About Mary Spencer Watson

Early Years

Mary was the only child of the portrait artist George Spencer Watson RA and his wife Hilda, an expressionist dance performer. George’s studio was at their home in Holland Park Road, London, while Hilda’s studio theatre was in nearby Warwick Road. They socialised with a circle of fellow artists, craftspeople and musicians. Family holidays were spent at Corner Cottage in Studland on the Purbeck coast, where George could paint and they all rode.

In 1923 Hilda and George bought Dunshay Manor in Purbeck, and it became the family’s main residence. Hilda focused on the development of her mime dance performances, training Mary to work with her. Holland Park Road was kept to maintain their professional and social lives, and for George to work on his portrait commissions.

Becoming a sculptor

As a child, during the restoration of Dunshay Manor, Mary would ride on her pony Robin to nearby Lander’s Quarries with orders for stone from Hilda. One day a quarryman handed her some tools to try out on a Purbeck block. The experience shaped the rest of her life and her decision to study sculpture.

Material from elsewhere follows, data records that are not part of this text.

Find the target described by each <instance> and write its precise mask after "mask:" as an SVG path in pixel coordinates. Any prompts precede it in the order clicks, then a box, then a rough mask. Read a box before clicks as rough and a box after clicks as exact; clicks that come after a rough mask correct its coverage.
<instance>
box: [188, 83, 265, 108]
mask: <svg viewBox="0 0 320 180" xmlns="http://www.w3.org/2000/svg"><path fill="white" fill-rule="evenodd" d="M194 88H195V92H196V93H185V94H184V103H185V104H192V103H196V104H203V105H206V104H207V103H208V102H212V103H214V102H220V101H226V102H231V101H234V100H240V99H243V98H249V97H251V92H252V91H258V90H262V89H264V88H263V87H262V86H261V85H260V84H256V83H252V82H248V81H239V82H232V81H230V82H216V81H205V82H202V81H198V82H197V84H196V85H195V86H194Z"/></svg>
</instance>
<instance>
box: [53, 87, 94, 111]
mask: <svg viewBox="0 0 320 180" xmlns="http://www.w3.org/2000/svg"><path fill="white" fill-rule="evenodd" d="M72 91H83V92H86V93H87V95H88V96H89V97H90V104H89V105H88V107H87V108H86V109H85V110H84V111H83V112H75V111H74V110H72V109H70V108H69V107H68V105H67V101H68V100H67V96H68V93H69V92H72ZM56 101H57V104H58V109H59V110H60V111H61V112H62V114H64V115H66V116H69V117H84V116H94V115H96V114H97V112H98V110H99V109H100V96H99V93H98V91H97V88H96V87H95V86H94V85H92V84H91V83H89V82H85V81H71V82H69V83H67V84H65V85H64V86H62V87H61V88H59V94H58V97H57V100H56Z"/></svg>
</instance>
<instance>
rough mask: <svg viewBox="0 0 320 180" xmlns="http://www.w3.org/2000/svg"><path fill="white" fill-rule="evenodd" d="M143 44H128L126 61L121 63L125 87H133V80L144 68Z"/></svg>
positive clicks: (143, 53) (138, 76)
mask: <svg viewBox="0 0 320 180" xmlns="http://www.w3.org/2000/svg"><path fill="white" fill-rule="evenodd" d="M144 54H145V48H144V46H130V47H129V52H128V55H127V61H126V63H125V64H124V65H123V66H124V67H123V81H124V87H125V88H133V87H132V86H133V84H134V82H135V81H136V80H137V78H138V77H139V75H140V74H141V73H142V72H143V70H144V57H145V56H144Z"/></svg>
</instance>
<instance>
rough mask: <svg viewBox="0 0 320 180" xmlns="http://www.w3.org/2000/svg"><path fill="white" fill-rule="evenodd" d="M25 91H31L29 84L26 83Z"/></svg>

  • 1928 Bournemouth School of Art, one day a week
  • 1929/30 Slade School of Fine Art, London University, to study sculpture
  • 1930/34 Royal Academy Schools, where Mary was taught to model set pieces in clay
  • 1934/35 Central School of Arts and Crafts, where she learnt to carve under the supervision of John Skeaping, who advocated the principle of truth to materials
  • 1938 Mary became a student of Ossip Zadkine at his Paris studio. Zadkine worked in a ‘Cubist style that was greatly influenced by both African and Greek art’ [1]

Living and working at Dunshay

Dunshay was at the heart of Mary’s work. She developed her approach to making figurative sculptures mainly using local materials: Purbeck and Portland stone, native timbers and Dorset clay. Her inspirations came from two sources: the poetry and classical myths that formed the basis for Hilda’s mime dance and the natural world of Dorset.